「納得いかない」世の中の風潮1位「ずっと真面目な人より不良から更生した人の方が賞賛される」
マイナビウーマン

世の中でまかり通っている風潮について、「これってオカシクないか?」と感じるものが一つや二つはあるのではないでしょうか? とくに大多数の人が賛成していることに対して、疑問や不満を抱くこともあると思います。
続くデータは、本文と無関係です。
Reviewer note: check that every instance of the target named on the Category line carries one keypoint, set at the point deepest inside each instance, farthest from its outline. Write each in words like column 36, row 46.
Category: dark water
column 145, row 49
そんな「納得いかない」世の中の風潮について、503名の読者に尋ねてみました。

【世の中の「理不尽なこと」は何%くらい?1位「41~50%」】

Q.「納得いかない」世の中の風潮を教えてください(複数回答)
1位 ずっと一貫して真面目な人より、不良から更生した人の方が賞賛される 37.6%
2位 学校で、普段教室の掃除をサボってる生徒がたまに掃除すると褒められる一方、普段きちんと掃除をしてる生徒がたまにサボるとかなり問題視される 28.4%
3位 「B型」だとちょっと残念に思われる 25.2%
4位 動物好きというだけでいい人に思われ、逆に動物が苦手だと冷たい人にみられる 13.1%
5位 高学歴やイケメン・美女がそのことについて褒められたとき、認めれば「鼻持ちならない」となり、否定すれば「自覚してるくせに心にもない謙遜するな!」となって、どう返答しても突っかかられる 10.9%

■ずっと一貫して真面目な人より、不良から更生した人の方が賞賛される
・「(不良から更生は)マイナスからゼロになっただけなのにプラスに感じてしまうのはずるい」(28歳女性/学校・教育関連/販売職・サービス系)
・「ずっと真面目にやってても、褒められたこともなく、特に『真面目にやってて良かった』と報われた感もない」(25歳男性/団体・公益法人・官公庁/技術職)
・「テレビ、書籍等でもヤンキー更生物語は定番。売れるのかなあ」(44歳男性/情報・IT/クリエイティブ職)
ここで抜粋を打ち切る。